Women with type 2 diabetes prescribed thiazolidinediones did not see an increased risk or benefit with respect to incident breast cancer, according to a meta-analysis published in Diabetes Metabolism Research and Reviews.
“Previous studies demonstrated that diabetes could contribute to an increased risk of breast cancer-specific mortality,” Jieli Lu, MD, PhD, of the Key Laboratory for Endocrine and Metabolic Diseases at Ruijin Hospital in Shanghai, and colleagues wrote in the study background. “Interestingly, increasing evidence suggests that anti-diabetic therapies, such as metformin, insulin glargine and TZDs, might also affect the risk of breast cancer incidence and mortality.” Results across studies, however, have been inconsistent, the researchers noted.
Lu and colleagues analyzed data from 14 studies examining any association between TZD treatment and risk for breast cancer in women with diabetes published before January 2016, including five randomized controlled trials, seven cohort studies and two case-control studies (n = 1,089,039 with 12,233 breast cancer cases). Exposure to TZDs was defined as TZD monotherapy or ever use of TZDs. Researchers used random-effects models to assess the association between TZD use and risk for incident breast cancer, using RR as the common effect size for cohort studies and randomized controlled trials and ORs for case-control studies.
Researchers found that the strength of any association between TZD use and breast cancer risk depended on the type of study, event number and effect size. In the five randomized controlled trials, women prescribed TZDs did not experience a decrease in breast cancer risk vs. TZD nonusers, which included reference groups assigned placebo, metformin or glyburide, metformin or sulfonylurea, insulin plus sulfonylurea or metformin, or sitagliptin plus metformin (pooled RR = 0.77; 95% CI, 0.39-1.53). Across the seven cohort studies, however, researchers observed that TZD use had a mild, protective effect on breast cancer risk (pooled RR = 0.81; 95% CI, 0.66-0.99). Comparison groups in those studies were described as never pioglitazone users, non-TZD users, other antidiabetic drug users, or metformin or sulfonylurea users, or were assigned to placebo. In the two case-controlled studies, where reference groups were described as other antidiabetic drug users or never TZD users, respectively, the result did not rise to significance (pooled OR = 0.99; 95% CI, 0.76-1.28), according to researchers.

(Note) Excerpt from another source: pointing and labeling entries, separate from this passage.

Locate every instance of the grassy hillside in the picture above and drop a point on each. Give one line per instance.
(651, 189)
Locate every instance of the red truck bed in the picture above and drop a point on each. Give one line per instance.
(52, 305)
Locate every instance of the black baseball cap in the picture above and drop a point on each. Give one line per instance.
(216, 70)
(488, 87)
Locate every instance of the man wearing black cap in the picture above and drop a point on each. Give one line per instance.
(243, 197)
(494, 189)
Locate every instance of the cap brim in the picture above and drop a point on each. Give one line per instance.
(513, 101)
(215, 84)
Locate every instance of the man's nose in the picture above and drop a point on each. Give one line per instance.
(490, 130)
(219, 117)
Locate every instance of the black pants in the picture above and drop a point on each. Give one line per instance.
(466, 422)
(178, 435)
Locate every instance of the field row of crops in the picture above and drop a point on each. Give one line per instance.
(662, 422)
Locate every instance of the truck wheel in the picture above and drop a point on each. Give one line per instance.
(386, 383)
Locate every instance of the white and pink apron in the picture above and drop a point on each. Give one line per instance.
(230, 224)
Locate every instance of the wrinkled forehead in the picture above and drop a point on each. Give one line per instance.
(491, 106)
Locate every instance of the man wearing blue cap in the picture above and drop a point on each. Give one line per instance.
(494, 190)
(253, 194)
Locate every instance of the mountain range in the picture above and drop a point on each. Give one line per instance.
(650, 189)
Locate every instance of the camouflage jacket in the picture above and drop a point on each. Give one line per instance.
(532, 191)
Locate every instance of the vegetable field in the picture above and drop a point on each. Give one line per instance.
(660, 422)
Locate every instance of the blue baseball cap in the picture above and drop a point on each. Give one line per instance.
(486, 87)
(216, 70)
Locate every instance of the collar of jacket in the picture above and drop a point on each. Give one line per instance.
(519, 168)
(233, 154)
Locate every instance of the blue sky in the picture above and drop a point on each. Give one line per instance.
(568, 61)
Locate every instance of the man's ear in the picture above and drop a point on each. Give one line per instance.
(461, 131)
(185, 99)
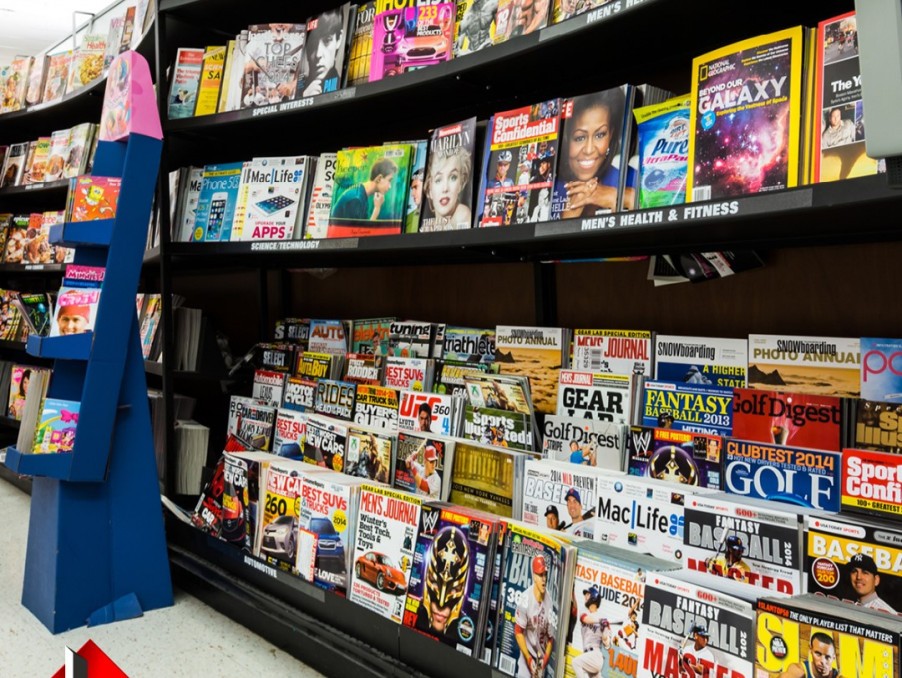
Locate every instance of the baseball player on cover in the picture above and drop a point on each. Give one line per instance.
(533, 631)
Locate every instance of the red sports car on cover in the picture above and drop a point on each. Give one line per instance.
(379, 570)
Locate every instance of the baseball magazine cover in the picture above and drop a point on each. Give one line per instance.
(690, 630)
(384, 543)
(748, 541)
(535, 592)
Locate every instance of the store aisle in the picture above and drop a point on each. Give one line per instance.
(188, 639)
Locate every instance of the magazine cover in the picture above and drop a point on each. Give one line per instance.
(56, 428)
(370, 454)
(369, 193)
(688, 407)
(839, 130)
(522, 147)
(272, 58)
(854, 561)
(751, 542)
(384, 545)
(376, 407)
(411, 37)
(422, 465)
(612, 351)
(534, 591)
(560, 496)
(871, 483)
(785, 418)
(812, 635)
(448, 186)
(746, 117)
(583, 441)
(450, 581)
(329, 512)
(593, 167)
(427, 413)
(793, 475)
(878, 426)
(322, 64)
(600, 396)
(537, 353)
(817, 365)
(325, 442)
(691, 630)
(682, 457)
(701, 360)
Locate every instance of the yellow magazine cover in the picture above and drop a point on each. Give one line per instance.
(746, 117)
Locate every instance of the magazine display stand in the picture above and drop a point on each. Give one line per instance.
(96, 544)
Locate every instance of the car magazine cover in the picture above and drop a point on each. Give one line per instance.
(325, 442)
(681, 457)
(387, 526)
(290, 433)
(811, 635)
(448, 185)
(839, 130)
(535, 352)
(408, 36)
(450, 581)
(688, 407)
(752, 542)
(583, 441)
(320, 69)
(277, 526)
(329, 511)
(794, 475)
(535, 591)
(800, 420)
(817, 365)
(376, 407)
(522, 147)
(484, 478)
(560, 496)
(335, 398)
(252, 421)
(593, 174)
(701, 360)
(422, 465)
(693, 630)
(369, 194)
(370, 453)
(243, 474)
(871, 482)
(428, 413)
(599, 396)
(642, 515)
(855, 562)
(612, 351)
(746, 117)
(272, 58)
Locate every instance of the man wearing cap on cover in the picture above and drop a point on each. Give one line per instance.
(73, 319)
(532, 628)
(596, 632)
(698, 660)
(426, 480)
(865, 578)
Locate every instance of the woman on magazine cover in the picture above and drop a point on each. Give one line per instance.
(587, 177)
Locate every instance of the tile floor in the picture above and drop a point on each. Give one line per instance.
(188, 639)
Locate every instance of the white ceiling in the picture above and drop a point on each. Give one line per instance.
(31, 26)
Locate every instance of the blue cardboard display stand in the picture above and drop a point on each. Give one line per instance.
(96, 541)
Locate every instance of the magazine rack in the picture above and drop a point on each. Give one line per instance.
(96, 544)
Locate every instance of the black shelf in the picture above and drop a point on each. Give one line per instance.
(327, 631)
(748, 222)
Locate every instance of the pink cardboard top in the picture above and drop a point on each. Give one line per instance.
(129, 104)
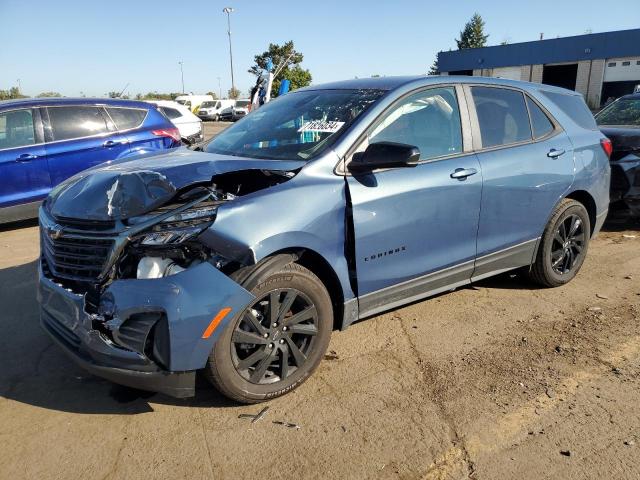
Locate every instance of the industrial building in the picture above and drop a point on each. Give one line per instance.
(601, 66)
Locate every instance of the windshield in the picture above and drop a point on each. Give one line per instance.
(622, 112)
(295, 126)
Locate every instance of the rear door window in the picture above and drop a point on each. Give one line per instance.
(574, 107)
(16, 129)
(502, 115)
(127, 118)
(541, 124)
(170, 113)
(429, 120)
(76, 122)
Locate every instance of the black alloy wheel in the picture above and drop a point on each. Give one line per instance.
(274, 337)
(568, 244)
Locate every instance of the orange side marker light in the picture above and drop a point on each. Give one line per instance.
(216, 321)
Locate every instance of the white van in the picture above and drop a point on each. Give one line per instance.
(210, 110)
(193, 102)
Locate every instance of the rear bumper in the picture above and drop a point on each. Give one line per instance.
(147, 334)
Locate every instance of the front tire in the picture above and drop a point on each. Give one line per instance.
(563, 246)
(277, 342)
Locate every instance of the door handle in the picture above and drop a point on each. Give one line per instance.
(553, 153)
(26, 157)
(112, 143)
(463, 173)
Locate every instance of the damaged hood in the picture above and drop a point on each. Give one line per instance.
(129, 187)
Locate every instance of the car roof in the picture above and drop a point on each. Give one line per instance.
(393, 83)
(37, 102)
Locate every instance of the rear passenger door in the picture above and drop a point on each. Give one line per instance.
(80, 137)
(24, 174)
(527, 166)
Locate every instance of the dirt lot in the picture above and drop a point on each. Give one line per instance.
(499, 380)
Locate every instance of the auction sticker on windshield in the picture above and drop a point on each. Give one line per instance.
(321, 126)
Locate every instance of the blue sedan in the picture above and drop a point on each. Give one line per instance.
(45, 141)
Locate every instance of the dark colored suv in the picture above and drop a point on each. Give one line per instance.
(45, 141)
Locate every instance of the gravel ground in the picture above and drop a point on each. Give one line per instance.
(498, 380)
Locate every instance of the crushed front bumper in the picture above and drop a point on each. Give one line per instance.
(161, 356)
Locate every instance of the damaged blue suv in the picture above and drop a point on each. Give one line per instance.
(326, 206)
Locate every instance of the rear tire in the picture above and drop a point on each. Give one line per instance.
(563, 246)
(287, 349)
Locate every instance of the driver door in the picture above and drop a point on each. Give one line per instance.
(415, 228)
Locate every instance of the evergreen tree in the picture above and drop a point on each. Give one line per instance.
(473, 34)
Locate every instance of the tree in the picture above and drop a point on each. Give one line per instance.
(435, 68)
(48, 95)
(473, 34)
(290, 59)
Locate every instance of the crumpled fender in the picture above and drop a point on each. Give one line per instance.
(190, 299)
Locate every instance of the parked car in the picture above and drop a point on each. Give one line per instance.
(189, 125)
(236, 111)
(212, 110)
(620, 122)
(44, 141)
(328, 205)
(193, 102)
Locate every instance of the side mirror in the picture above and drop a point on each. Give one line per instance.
(384, 155)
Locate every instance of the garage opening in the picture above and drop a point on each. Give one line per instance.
(468, 73)
(561, 75)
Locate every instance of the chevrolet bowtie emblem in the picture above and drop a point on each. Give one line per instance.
(54, 232)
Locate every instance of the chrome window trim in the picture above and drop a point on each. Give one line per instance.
(98, 135)
(465, 128)
(34, 128)
(479, 148)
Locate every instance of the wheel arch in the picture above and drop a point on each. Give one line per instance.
(589, 203)
(320, 267)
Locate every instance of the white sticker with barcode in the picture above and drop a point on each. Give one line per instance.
(321, 126)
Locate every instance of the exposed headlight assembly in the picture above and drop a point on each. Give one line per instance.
(176, 225)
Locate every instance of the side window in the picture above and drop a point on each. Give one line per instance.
(574, 107)
(429, 120)
(170, 113)
(127, 118)
(502, 115)
(539, 121)
(16, 129)
(76, 122)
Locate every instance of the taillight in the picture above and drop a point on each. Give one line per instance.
(607, 146)
(168, 132)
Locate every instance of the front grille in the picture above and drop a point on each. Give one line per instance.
(75, 259)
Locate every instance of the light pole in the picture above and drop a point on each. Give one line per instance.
(228, 11)
(182, 75)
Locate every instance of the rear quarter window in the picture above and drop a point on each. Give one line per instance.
(127, 118)
(574, 107)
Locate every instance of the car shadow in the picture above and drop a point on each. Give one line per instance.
(36, 372)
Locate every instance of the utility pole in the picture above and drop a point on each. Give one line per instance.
(228, 11)
(182, 75)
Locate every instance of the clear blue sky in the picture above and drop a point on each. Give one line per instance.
(91, 46)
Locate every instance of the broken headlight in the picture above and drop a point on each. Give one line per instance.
(178, 227)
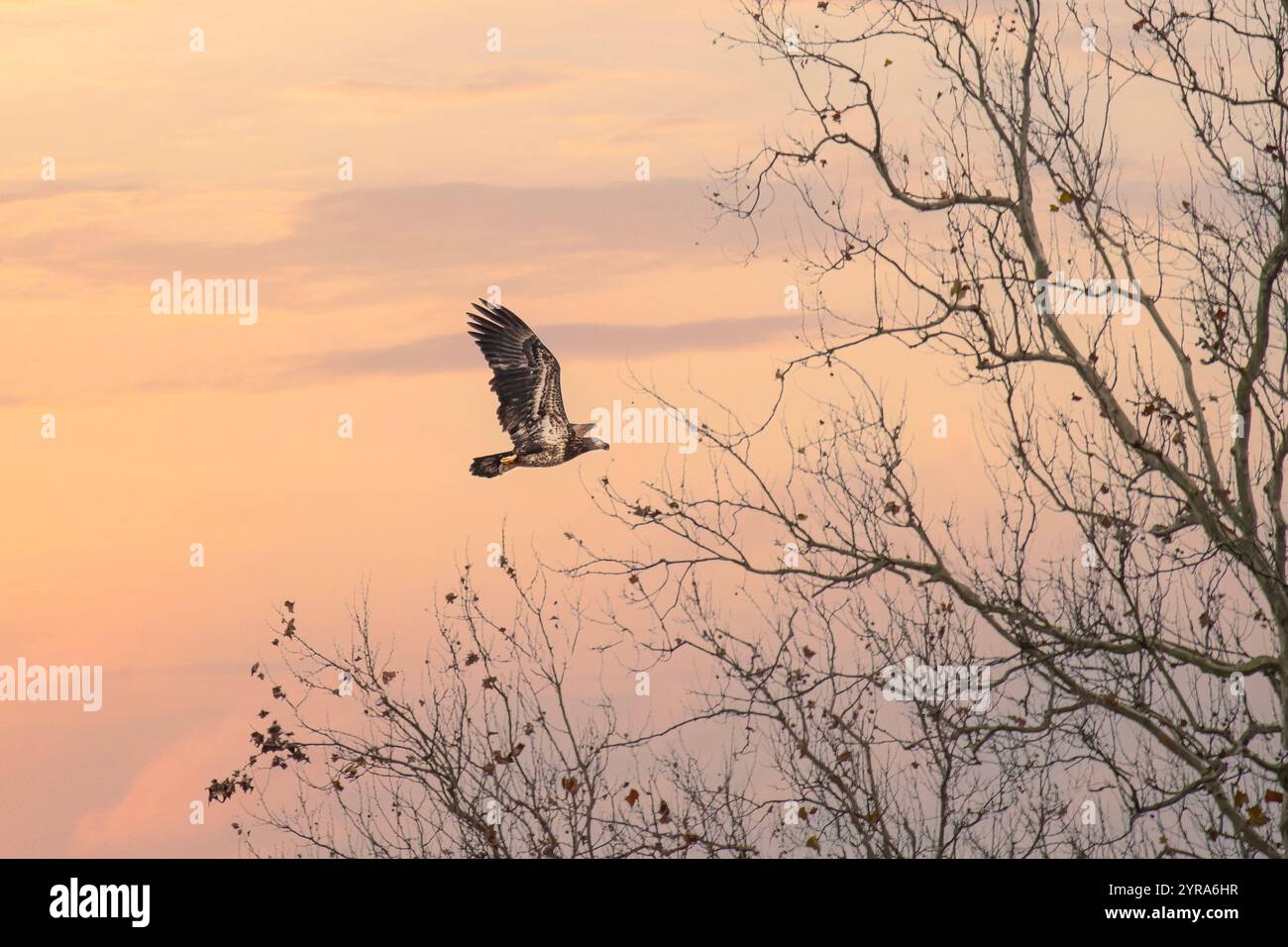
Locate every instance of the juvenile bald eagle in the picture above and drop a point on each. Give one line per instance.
(526, 380)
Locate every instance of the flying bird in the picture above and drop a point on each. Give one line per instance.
(526, 380)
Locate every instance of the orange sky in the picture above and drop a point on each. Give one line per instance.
(472, 169)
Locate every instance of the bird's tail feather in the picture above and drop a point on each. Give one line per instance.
(488, 466)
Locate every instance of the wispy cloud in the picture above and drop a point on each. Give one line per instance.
(597, 341)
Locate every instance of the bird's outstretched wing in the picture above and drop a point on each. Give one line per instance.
(524, 376)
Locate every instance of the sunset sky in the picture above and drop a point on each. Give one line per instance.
(471, 169)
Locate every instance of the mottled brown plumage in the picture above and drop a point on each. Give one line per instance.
(526, 380)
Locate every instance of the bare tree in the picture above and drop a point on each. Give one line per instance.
(1098, 668)
(480, 748)
(1128, 592)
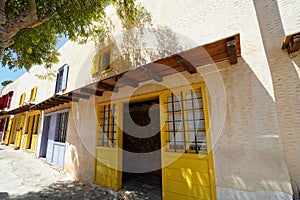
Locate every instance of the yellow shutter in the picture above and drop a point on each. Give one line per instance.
(95, 65)
(33, 93)
(22, 99)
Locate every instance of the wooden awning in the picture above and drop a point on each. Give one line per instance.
(291, 43)
(53, 101)
(21, 109)
(225, 49)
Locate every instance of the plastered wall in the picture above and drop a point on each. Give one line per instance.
(253, 104)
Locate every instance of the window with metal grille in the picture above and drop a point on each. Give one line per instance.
(61, 79)
(185, 121)
(61, 127)
(108, 125)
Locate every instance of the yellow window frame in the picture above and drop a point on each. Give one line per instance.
(33, 93)
(184, 112)
(22, 99)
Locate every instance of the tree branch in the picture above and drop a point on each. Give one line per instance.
(3, 18)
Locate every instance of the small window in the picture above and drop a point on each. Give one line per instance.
(61, 79)
(102, 61)
(185, 122)
(61, 127)
(22, 99)
(108, 126)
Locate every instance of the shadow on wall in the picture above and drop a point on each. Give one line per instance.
(285, 75)
(63, 190)
(248, 154)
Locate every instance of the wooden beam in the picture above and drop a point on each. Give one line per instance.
(150, 73)
(78, 95)
(91, 91)
(186, 64)
(127, 81)
(231, 50)
(73, 99)
(106, 87)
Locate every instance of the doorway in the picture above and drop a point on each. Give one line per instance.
(45, 133)
(141, 172)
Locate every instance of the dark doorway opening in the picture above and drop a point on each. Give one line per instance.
(141, 149)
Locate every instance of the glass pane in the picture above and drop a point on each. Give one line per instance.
(177, 142)
(106, 61)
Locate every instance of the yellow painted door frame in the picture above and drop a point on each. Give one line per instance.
(32, 119)
(8, 131)
(35, 129)
(12, 135)
(195, 170)
(19, 130)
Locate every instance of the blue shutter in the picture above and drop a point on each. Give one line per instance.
(65, 77)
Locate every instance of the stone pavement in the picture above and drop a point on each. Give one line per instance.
(22, 176)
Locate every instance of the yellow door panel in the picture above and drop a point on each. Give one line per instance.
(33, 143)
(108, 158)
(32, 124)
(12, 131)
(19, 131)
(24, 143)
(188, 189)
(9, 128)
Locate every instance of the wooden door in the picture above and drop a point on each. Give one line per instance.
(55, 154)
(32, 124)
(8, 131)
(34, 135)
(186, 153)
(45, 133)
(19, 130)
(108, 151)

In separate analyses for rosiglitazone and pioglitazone, researchers found no association between the individual therapies and breast cancer risk. Additionally, when removing one cohort study from analysis with the smallest event number and greatest effect size compared with the other included studies, heterogeneity decreased and the association among cohort studies became nonsignificant, according to researchers.
They noted that the randomized controlled trials included in the current study were not designed for breast cancer prevention — breast cancer was considered an adverse event in these trials, and the event numbers were small. In the observational studies, the protective effect was observed primarily in studies with small sample sizes, whereas four of the studies did not adjust for any confounders.
“Our study attests [to] the challenges in epidemiological investigations of this issue,” the researchers wrote. – by Regina Schaffer
Disclosures: The authors report no relevant financial disclosures.